The seemingly random digits known as prime numbers are not nearly as scattershot as previously thought. A new analysis by Princeton University researchers has uncovered patterns in primes that are similar to those found in the positions of atoms inside certain crystal-like materials.
The researchers found a surprising similarity between the sequence of primes over long stretches of the number line and the pattern that results from shining X-rays on a material to reveal the inner arrangement of its atoms. The analysis could lead to predicting primes with high accuracy, said the researchers. The study was published Sept. 5 in the Journal of Statistical Mechanics: Theory and Experiment.

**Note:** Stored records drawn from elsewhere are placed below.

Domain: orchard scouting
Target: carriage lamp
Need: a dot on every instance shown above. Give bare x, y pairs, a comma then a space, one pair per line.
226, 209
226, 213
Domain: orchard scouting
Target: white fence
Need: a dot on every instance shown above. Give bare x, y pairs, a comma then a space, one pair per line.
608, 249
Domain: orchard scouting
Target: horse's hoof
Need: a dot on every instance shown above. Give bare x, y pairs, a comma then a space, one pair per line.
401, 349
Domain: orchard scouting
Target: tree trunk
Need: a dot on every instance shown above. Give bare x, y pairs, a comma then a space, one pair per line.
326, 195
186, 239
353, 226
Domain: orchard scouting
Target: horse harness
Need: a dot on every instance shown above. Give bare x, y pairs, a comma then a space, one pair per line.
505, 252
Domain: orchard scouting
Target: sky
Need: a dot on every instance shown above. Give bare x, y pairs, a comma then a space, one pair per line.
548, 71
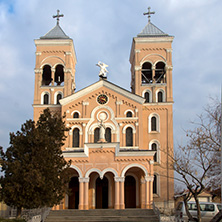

“There is much more order in prime numbers than ever previously discovered,” said Salvatore Torquato, Princeton’s Lewis Bernard Professor of Natural Sciences, professor of chemistry and the Princeton Institute for the Science and Technology of Materials. “We showed that the primes behave almost like a crystal or, more precisely, similar to a crystal-like material called a ‘quasicrystal.'”
Primes are numbers that can only be divided by 1 and themselves. Very large primes are the building blocks of many cryptography systems. Primes appear to be sprinkled randomly along the number line, although mathematicians have discerned some order. The first few primes are 2, 3, 5, 7 and 11, becoming more sporadic higher in the number line.
Torquato and his colleagues have found that that, when considered over large swaths of the number line, prime numbers are more ordered than previously believed, falling within the class of patterns known as “hyperuniformity.”
Hyperuniform materials have special order at large distances and include crystals, quasicrystals and special disordered systems. Hyperuniformity is found in the arrangement of cone cells in bird eyes, in certain rare meteorites, and in the large-scale structure of the universe.
The team showed that the order they found in the prime numbers maps to the pattern that results when X-rays interact with certain forms of matter. As a chemist, Torquato is familiar with X-ray crystallography, shining X-rays through a crystal’s three-dimensional atomic lattice. With diamonds or other crystals, this will result in a predictable pattern of bright spots or peaks, known as Bragg peaks.